61%以下に低下した場合:各月の賃金の15%相当額
61%超75%未満に低下した場合:低下率に応じて各月の賃金の15%相当額未満の額(各月の賃金が36万3,359円を超える場合は支給されない)
・育児休業給付
雇用保険の被保険者が1歳または1歳2か月(支給対象期間の延長に該当する場合は1歳6か月または2歳)未満の子を養育するために育児休業を取得した場合に「育児休業給付金」が給付される。
《支給要件》
a.休業開始前の2年間に賃金支払基礎日数11日以上ある月が12か月以上ある。
b.育児休業期間中の1か月ごとに、休業開始前の1か月当たりの賃金の8割以上の賃金が支払われていない。
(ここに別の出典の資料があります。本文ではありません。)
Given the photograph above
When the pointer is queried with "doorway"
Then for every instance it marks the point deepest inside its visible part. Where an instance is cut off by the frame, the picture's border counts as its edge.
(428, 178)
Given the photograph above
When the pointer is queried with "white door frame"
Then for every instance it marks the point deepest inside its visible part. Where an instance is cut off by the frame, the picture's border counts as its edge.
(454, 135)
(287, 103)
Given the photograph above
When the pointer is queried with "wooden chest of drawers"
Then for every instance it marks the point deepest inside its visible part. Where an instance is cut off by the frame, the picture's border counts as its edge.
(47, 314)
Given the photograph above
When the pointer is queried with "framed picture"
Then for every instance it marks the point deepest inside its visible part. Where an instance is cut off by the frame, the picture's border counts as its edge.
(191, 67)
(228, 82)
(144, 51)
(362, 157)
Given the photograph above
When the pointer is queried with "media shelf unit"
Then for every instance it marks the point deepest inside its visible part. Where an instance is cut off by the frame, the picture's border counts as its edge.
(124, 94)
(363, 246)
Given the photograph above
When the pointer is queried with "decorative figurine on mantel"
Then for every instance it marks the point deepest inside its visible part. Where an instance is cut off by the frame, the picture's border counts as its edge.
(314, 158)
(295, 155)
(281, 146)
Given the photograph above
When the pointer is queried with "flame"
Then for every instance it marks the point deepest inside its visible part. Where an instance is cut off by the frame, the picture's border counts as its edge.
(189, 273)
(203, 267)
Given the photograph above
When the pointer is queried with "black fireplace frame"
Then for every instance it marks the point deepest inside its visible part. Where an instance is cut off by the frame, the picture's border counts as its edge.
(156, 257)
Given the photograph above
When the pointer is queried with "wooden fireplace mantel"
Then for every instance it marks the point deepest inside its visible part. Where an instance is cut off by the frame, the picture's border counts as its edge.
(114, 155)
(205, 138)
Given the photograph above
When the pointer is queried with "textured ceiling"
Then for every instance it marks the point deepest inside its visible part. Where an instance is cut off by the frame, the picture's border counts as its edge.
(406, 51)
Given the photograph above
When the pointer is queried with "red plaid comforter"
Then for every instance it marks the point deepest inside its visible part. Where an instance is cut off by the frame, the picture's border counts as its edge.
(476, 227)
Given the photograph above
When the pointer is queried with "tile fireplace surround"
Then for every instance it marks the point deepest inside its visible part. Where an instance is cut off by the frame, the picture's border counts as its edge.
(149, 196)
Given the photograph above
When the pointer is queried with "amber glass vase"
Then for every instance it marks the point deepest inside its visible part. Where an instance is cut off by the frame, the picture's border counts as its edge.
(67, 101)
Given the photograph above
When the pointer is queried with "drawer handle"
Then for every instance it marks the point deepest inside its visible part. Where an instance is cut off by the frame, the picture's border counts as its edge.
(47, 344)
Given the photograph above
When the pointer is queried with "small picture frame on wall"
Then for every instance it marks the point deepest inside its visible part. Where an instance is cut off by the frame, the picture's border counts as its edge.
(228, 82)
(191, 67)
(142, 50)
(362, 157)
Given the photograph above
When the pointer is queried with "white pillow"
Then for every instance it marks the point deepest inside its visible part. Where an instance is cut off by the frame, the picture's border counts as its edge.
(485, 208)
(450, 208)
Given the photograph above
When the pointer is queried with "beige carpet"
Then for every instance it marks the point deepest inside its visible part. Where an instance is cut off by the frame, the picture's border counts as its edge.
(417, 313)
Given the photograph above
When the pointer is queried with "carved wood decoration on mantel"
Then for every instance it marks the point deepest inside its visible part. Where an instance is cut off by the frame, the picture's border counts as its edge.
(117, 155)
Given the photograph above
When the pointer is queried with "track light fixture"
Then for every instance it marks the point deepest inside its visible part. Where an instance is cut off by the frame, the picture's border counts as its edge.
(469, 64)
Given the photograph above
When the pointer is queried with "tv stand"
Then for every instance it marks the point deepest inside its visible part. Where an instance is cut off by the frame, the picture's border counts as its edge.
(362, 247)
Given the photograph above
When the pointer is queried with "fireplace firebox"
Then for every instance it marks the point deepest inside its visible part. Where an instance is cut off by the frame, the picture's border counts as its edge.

c .就業している日数が支給単位期間ごとに10日(10日を超える場合には就業している時間が80時間)以下。
《支給額》
支給対象期間(1か月)あたり、原則以下の通り。
休業開始時賃金日額×支給日数×67%(育児休業の開始から6か月経過後は50%)相当額
・介護休業給付
家族を介護するための休業をした被保険者に給付される。
《支給要件》
a.休業開始日前2年間に、賃金支払基礎日数が11日以上ある月が12か月以上ある。
b.介護休業期間中の1か月ごとに、休業開始前の1か月当たりの賃金の8割以上の賃金が支払われていない。
c.就業している日数が支給単位期間ごとに10日以下。
《支給額》
各支給対象期間(1か月)あたり、原則以下の通り。
休業開始時賃金日額×支給日数×67%
会社・従業員それぞれに加入のメリットがある
雇用保険は従業員の雇用の安定や教育訓練などのスキルアップを図る目的があると共に、会社が雇用を継続するための様々な助成を受けられる制度となっており、双方にとってメリットがあるといえる。この機会に制度の内容や仕組みを確認してみてはいかがだろうか。